Aunque el ferrocarril había llegado en 1864 a las puertas de Oporto, tuvo que esperar otros trece años para que el tren cruzara el ancho Duero en su desembocadura y alcanzara la metrópoli lusa. Desde Lisboa, la línea ascendía hacia el Norte, pero no pasaba de Vila Nova de Gaia, al otro lado del río. Salvar el obstáculo natural traía de cabeza a los ingenieros, que no se ponían de acuerdo sobre la fórmula idónea para seguir. La compañía ferroviaria consiguió que Gustave Eiffel viajara a Oporto y examinara la zona. Su socio Théophile Seyrig (1843-1923) se encargó del diseño de un puente que solucionara el problema. También participaron como ingenieros consultores del proyecto los portugueses Manuel Afonso de Espregueira y Pedro Ignacio López.

El técnico francés construye una estructura de hierro en un arco biapoyado en sus extremos de canto variable, con una luz de 160 metros y una altura de 61 metros. El tablero presenta una anchura de 6 metros y una longitud total de 563, que hace posible el tendido de la línea de ferrocarril. Son necesarias 725,7 toneladas de metal. Construido entre enero de 1876 y noviembre de 1877, constituye uno de los ejemplos más representativos de los puentes de hierro del siglo XIX. En la obra trabajaron un total de 150 operarios, y fue inaugurada por los reyes portugueses Luis I y María Pía de Saboya, que dio nombre al puente.
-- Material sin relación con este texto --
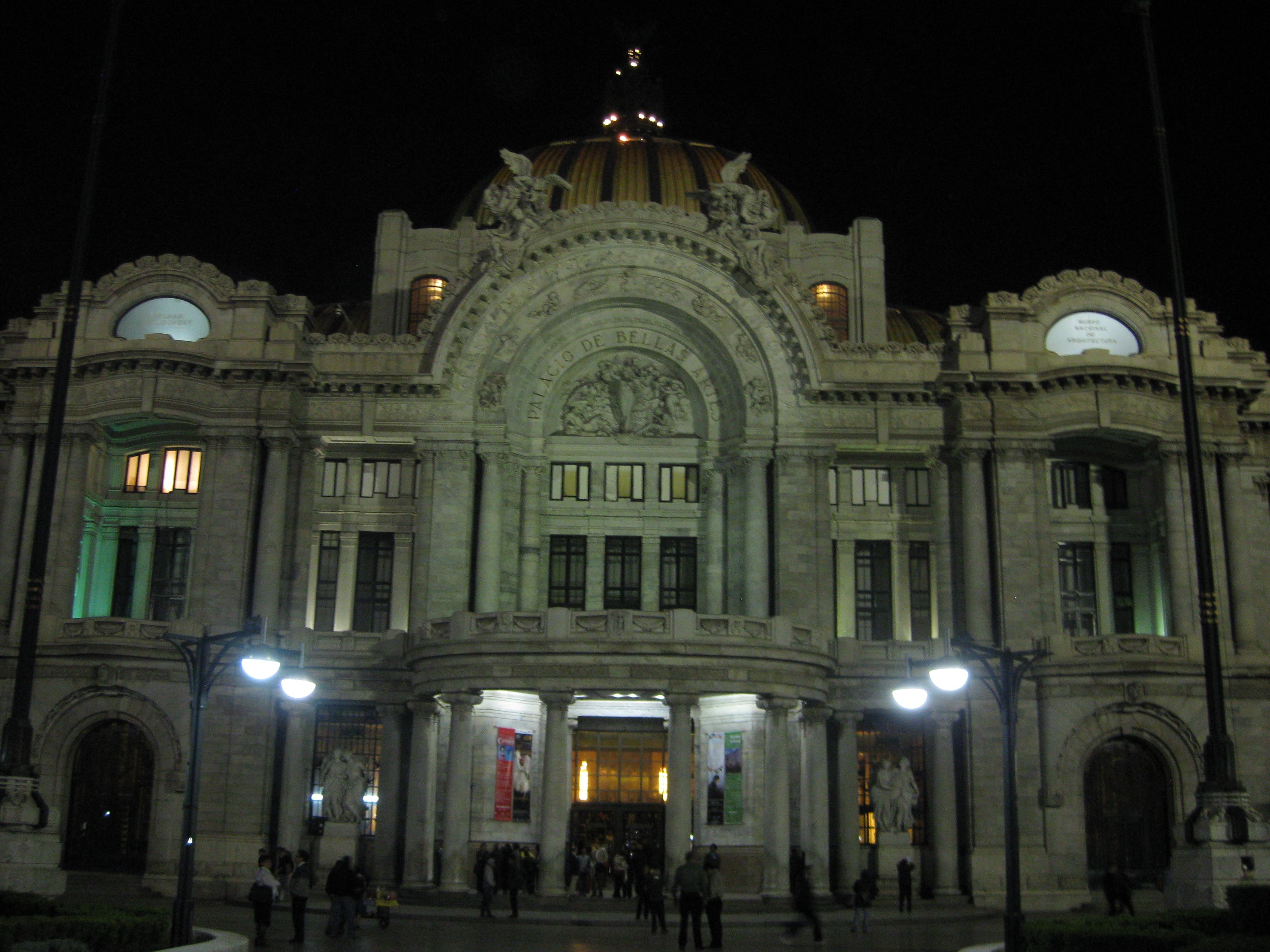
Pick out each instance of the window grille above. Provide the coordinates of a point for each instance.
(571, 481)
(356, 729)
(567, 577)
El tren llega a la ciudad del Duero. Pero la estación se construye en Campanhã, un suburbio distante del centro. La incomodidad que supone trasladar a personas y mercancías, aconseja la prolongación de la línea al corazón de la ciudad, proyecto que se encomienda al ingeniero belga, Jean-Baptiste Hippolyte Baere. Afincado en Portugal desde hace tiempo, el técnico pone sus ojos en el antiguo convento benedictino, con una superficie de 16.000 metros cuadrados, ideal para el establecimiento de la nueva estación central. Son necesarios, además, tres túneles para llevar las vías hasta las entrañas de Oporto. En 1896, los portuenses observan la llegada del primer tren de São Bento. Tres barracas de madera acogen de forma provisional a los convoyes.

Casi al mismo tiempo en París, el joven arquitecto José Marques da Silva defiende su trabajo de fin de curso. Elige como tema la construcción de una plataforma central ferroviaria. Supera la prueba con distinción y obtiene el título de Graduado Arquitecto del Gobierno francés. Las autoridades lusas le encargan el diseño de la nueva estación de São Bento, que se ve obligado a modificar una y otra vez, sometido a los dictados de las comisiones sucesivas. En 1900, el rey Carlos y la reina Amélia colocan la primera piedra del nuevo edificio, cuya construcción despega tres años más tarde, cuando se apueba el borrador final. La terminal se diseña en forma de U, con frentes a las calles de Madeira y Loureiro, y la fachada principal, a la plaza de Almeida Garrett. La arquitectura del complejo recuerda a las estaciones francesas de entresiglos.

A primera hora de la tarde del jueves 5 de octubre de 1916, una multitud llena la plaza de Almeida Garrett. Es, además, fiesta nacional. Las principales autoridades militares y civiles de la ciudad y del distrito, así como el máximo responsable de los ferrocarriles, ocupan lugares preferentes. Todos los oradores expresan su satisfacción por la finalización con éxito de los trabajos. Es el día de la inauguración de la estación central de Oporto. “No sólo es un gran monumento a la ciudad, sino también una notable obra de arte de la grandeza y majestuosidad de sus líneas arquitectónicas y la mejora y el esplendor sus decoraciones artíticas”, informan los periódicos al día siguiente.

Nada más abrirse las puertas de la estación, el silencio se impone sobre la multitud. Contempla con cara de admiración y asombro las magníficas pinturas panorámicas que ocupan las paredes del vestíbulo de la terminal. Los murales contienen más de 20.000 azulejos pintados por Jorge Colaço (1868-1942), casi todos en el azul característico de la cerámica portuguesa. Una obra impresionante que representa diferentes episodios de la historia de la ciudad y del país.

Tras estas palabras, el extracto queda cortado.